As a National Book Award Finalist, Sara Zarr has a lot riding on this next novel, scheduled for release in February 2008. There will be inevitable comparisons to STORY OF A GIRL. Can this second book live up to that standard? Truth be told, I liked SWEETHEARTS even better. The characters in this novel absolutely shine, from the insecure third grade Jennifer and the third grade Cameron whose generosity and fierce loyalty made me want him for a friend, to the high school version of these kids, still haunted by their grade school selves. The minor characters shine, too. One of my favorites was Jenna’s stepfather, whose quiet support helps Jenna and her mother rebuild what was broken so many years ago.

Some character-driven novels sacrifice pace and tension, but that’s not the case with SWEETHEARTS. From the very first chapter, readers sense there’s a story from Jennifer’s childhood that’s not being told in its entirety. Zarr reveals that story in bits and pieces, snippets of memory and elegantly woven flashbacks throughout the book. All the while, the parts of the story left unspoken create powerful tension.

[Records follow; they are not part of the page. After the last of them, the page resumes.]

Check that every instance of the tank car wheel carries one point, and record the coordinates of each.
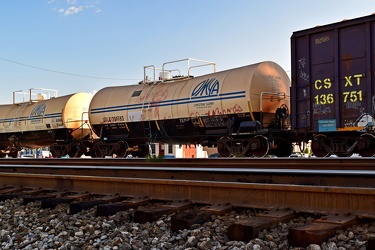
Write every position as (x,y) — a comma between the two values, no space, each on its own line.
(97,149)
(366,146)
(283,148)
(261,146)
(142,151)
(317,146)
(222,147)
(72,151)
(2,155)
(13,154)
(121,152)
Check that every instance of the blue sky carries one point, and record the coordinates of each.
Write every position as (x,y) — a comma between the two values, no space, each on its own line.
(86,45)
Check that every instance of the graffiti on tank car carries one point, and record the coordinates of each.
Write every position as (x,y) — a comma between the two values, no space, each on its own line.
(209,87)
(38,110)
(233,110)
(203,105)
(109,119)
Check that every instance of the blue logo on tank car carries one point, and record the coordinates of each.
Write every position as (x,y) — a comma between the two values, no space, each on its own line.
(38,110)
(209,87)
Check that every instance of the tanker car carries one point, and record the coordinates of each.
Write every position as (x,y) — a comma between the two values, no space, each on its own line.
(333,90)
(248,111)
(43,121)
(242,111)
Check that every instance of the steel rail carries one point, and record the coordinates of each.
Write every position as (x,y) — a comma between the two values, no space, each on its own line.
(276,163)
(360,201)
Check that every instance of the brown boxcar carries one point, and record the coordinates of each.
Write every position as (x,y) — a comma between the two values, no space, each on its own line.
(332,93)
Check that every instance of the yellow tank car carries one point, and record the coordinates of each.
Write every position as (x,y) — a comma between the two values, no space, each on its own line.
(57,122)
(240,110)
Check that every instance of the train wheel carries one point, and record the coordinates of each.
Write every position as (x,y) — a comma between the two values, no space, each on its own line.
(97,149)
(317,146)
(122,149)
(72,151)
(222,146)
(283,148)
(13,154)
(260,146)
(143,151)
(366,147)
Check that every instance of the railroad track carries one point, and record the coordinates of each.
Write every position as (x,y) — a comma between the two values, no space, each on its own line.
(283,186)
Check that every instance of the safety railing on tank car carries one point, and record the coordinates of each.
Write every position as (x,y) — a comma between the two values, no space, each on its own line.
(43,94)
(165,74)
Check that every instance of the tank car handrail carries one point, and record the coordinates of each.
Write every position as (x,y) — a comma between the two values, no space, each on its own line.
(206,63)
(145,77)
(31,94)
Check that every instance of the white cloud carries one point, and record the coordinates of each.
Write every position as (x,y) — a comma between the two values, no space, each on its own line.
(71,10)
(72,7)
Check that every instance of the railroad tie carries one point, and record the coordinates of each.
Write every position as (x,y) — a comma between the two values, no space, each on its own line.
(152,214)
(320,230)
(246,230)
(189,218)
(115,207)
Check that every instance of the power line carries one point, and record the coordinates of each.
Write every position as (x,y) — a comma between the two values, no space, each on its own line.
(65,73)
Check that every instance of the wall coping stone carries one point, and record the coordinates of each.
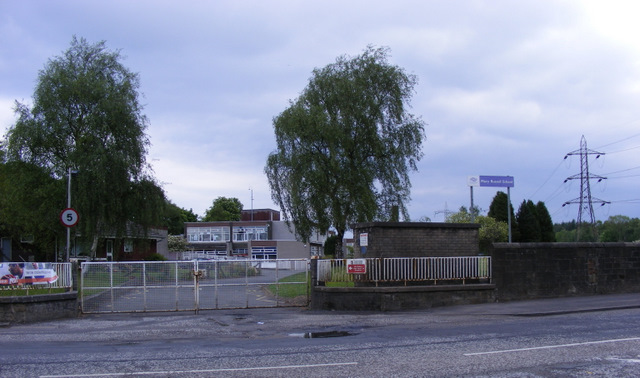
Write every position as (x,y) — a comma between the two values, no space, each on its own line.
(404,289)
(39,298)
(415,225)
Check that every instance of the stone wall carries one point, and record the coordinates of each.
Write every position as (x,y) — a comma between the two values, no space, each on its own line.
(547,270)
(416,239)
(35,308)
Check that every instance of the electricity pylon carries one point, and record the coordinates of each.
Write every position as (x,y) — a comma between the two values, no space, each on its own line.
(585,200)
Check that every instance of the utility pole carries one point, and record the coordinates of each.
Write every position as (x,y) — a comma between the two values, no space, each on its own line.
(585,201)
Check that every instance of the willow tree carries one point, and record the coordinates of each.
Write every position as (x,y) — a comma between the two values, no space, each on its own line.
(86,118)
(346,146)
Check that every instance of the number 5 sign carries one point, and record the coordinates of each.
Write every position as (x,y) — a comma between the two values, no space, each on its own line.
(69,217)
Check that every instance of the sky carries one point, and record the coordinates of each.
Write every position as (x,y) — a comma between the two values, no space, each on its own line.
(506,88)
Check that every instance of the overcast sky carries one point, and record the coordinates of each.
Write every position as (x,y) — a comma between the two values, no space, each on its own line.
(506,88)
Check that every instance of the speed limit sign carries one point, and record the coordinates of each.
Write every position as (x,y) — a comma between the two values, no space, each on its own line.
(69,217)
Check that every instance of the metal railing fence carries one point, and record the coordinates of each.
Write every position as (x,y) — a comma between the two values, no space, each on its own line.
(192,285)
(35,275)
(409,269)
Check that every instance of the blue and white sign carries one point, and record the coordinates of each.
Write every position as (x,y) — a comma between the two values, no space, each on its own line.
(496,181)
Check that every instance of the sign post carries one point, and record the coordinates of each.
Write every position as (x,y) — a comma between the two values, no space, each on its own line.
(69,218)
(494,181)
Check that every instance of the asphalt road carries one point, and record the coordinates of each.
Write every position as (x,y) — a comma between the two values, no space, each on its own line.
(576,337)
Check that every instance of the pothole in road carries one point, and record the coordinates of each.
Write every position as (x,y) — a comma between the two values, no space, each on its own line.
(322,335)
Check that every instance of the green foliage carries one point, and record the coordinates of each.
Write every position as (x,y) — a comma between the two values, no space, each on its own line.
(498,211)
(224,209)
(620,228)
(528,226)
(293,286)
(545,223)
(345,147)
(30,204)
(175,217)
(177,243)
(462,216)
(155,257)
(330,245)
(86,117)
(491,231)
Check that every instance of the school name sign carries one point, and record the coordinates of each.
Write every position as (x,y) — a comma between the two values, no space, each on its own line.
(494,181)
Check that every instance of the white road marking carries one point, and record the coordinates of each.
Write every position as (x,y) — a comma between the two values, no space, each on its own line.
(200,371)
(553,346)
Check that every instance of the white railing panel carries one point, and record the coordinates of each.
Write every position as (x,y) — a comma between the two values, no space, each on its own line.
(406,269)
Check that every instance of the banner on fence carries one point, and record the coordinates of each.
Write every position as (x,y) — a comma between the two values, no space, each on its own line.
(14,273)
(357,266)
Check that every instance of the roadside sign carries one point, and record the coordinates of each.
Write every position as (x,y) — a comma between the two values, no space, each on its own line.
(496,181)
(69,217)
(356,266)
(364,239)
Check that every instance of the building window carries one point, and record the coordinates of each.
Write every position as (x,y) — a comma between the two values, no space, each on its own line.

I read SWEETHEARTS in just a few sittings. When I was away from the book, I spent half my time thinking about the characters and hoping things would go well for them. They grow on you like that. Sara Zarr has written another fantastic novel –- one that celebrates the power of childhood friendships, loyalty, and inner strength. Like STORY OF A GIRL, Zarr’s new release is loaded with realistic characters, hope, and heart. The fabulous cookie cover art delivers on its promise – SWEETHEARTS an absolutely delicious read. 

Why I’m not a brain surgeon

The beautiful part of writing is that you don’t have to get it right the first time, unlike, say, a brain surgeon. You can always do it better, find the exact word, the apt phrase, the leaping simile.     ~ Robert Cormier

I’m revising this month, together in spirit  with jbknowles and her enthusiastic January Revision Club: cfaughnan, eluper, thunderchikin, d_michiko_f, castellucci, ebenstone, dlanthomas, rj_anderson, lisaalbert, resurrection, jmprince, whiskersink, and beeleigh312.

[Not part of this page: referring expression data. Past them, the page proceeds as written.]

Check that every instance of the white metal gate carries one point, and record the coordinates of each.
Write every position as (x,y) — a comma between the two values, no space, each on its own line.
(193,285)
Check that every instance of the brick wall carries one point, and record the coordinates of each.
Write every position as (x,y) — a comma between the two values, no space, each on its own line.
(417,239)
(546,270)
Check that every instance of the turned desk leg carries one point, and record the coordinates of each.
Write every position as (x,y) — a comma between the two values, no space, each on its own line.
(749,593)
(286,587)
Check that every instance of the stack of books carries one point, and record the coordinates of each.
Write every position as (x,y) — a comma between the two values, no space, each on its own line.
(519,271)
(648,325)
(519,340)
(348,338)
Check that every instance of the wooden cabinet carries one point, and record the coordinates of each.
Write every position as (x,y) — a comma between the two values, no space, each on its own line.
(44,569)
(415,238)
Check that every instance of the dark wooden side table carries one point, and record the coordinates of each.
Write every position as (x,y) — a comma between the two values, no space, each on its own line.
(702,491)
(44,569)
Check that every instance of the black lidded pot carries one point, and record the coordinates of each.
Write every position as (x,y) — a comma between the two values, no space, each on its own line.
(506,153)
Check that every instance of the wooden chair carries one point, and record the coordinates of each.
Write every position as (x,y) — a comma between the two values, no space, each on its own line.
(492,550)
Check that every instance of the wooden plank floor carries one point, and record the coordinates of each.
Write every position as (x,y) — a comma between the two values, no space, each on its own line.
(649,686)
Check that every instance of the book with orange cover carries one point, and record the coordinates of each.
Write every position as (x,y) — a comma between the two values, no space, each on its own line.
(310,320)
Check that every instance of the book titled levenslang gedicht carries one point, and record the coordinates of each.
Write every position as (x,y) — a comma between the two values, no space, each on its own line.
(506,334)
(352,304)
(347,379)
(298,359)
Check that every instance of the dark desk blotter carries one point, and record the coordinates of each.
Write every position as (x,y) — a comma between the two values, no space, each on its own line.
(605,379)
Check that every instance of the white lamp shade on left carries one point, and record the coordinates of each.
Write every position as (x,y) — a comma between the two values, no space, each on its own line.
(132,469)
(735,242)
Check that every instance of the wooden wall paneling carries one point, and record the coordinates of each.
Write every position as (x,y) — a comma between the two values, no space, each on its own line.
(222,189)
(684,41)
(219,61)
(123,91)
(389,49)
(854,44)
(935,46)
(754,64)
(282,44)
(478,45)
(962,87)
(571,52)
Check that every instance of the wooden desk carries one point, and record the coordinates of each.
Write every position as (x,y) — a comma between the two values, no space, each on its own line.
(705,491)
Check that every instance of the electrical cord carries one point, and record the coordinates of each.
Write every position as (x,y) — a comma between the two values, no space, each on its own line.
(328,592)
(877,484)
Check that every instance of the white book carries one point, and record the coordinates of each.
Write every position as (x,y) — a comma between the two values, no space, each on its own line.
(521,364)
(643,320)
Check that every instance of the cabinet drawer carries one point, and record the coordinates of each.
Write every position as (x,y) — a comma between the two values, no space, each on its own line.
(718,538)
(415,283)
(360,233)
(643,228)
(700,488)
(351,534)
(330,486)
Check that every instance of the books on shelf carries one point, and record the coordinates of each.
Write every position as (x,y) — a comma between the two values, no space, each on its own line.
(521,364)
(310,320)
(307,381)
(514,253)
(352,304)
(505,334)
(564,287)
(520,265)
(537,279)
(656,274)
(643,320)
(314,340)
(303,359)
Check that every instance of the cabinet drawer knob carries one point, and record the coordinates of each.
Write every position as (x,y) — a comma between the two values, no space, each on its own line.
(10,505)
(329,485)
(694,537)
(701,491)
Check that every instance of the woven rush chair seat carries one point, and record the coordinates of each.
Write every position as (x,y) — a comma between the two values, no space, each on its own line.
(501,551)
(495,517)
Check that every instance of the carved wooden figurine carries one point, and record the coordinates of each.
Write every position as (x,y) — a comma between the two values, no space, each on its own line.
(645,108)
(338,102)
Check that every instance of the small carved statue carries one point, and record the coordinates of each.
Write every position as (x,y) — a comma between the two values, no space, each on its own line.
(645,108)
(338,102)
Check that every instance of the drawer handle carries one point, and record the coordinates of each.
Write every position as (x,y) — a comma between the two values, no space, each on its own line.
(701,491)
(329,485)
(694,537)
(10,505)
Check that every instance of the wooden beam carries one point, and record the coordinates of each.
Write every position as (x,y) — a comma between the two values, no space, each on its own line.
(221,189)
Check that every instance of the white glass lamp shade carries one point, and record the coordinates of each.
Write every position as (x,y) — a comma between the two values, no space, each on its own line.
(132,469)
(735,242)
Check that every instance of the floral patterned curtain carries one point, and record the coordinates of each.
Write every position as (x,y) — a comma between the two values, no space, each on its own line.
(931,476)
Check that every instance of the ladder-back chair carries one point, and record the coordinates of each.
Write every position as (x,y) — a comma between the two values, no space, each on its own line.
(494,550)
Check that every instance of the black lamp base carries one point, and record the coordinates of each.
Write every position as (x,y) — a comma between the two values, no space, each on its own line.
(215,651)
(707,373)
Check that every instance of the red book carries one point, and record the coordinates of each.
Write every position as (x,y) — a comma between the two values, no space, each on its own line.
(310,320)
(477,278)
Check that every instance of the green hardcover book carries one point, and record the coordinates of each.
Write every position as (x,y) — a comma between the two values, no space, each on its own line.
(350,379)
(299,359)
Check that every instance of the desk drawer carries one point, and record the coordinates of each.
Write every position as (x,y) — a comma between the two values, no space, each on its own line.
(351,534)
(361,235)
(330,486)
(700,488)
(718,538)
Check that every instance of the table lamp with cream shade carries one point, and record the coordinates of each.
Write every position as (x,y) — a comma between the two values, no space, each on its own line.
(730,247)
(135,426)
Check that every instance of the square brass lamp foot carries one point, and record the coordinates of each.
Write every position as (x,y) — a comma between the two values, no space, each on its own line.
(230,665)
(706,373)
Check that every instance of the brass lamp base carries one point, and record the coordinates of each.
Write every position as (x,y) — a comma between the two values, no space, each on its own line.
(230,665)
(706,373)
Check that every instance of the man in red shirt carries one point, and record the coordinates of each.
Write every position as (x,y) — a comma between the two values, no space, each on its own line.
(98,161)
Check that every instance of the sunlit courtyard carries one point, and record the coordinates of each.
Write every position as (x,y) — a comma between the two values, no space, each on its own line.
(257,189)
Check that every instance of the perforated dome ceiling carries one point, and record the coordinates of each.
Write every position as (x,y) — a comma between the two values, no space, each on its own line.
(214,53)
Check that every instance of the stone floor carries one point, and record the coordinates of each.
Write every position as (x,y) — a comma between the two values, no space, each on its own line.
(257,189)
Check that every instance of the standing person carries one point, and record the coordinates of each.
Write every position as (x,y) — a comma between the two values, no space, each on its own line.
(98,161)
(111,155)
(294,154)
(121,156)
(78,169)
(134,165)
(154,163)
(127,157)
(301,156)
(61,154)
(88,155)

I’m on my first revision pass on a chapter book currently titled PRINCESS MARTY FROG SLIME AND THE NUTCRACKER BALLET.  It’s too long in some places, too short in others.  The characters talk too much in some places, not enough in others.  It’s random and messy in some places, and there are two minor characters that I introduced in the second chapter and then left to rot. (I have a bad habit of doing that.  You never want to be one of my minor characters…) 

But you know what?  Parts of it are funny and true and almost wonderful.  I keep reminding myself of that while I revise.  I bet parts of your WIP are like that, too.  Revision is sort of like mining for precious minerals.  You have to hang out in the dusty dark hacking away at a lot of junk to find the good stuff.  Not a great strategy for brain surgeons, but perfect for those of us who write for kids.

screen resolution stats

I love librarians!

I spent the evening with a fantastic group of public, school, and college librarians in NALA, the Northern Area Library Association.  Have I mentioned that I love librarians?  Not only did I get to have dinner with them and talk about books all night, but they were a terrific audience for my after dinner presentation and book talk on SPITFIRE.  Here we all are, happy and well fed.

They were also extraordinarily sympathetic when I arrived for the presentation,unpacked my laptop case, and failed to find the adapter that connects my Mac to my projector.  I was sure it was in there.  I never take it out.  Except for two months ago, when I presented at the NYS English Council in Manhattan and didn’t want to schlep that big laptop case all over and put it in a smaller bag instead.  I’ve seen the adapter in that smaller bag at least six times since then and thought, “Gee, you really ought to put that back in your laptop case or you’re going to forget it some day.”  Did I?  No.

The librarians were very understanding when I went tearing out of the restaurant, leaped into my car, and sped home to get the adapter.  I made it back in time for my salad, too.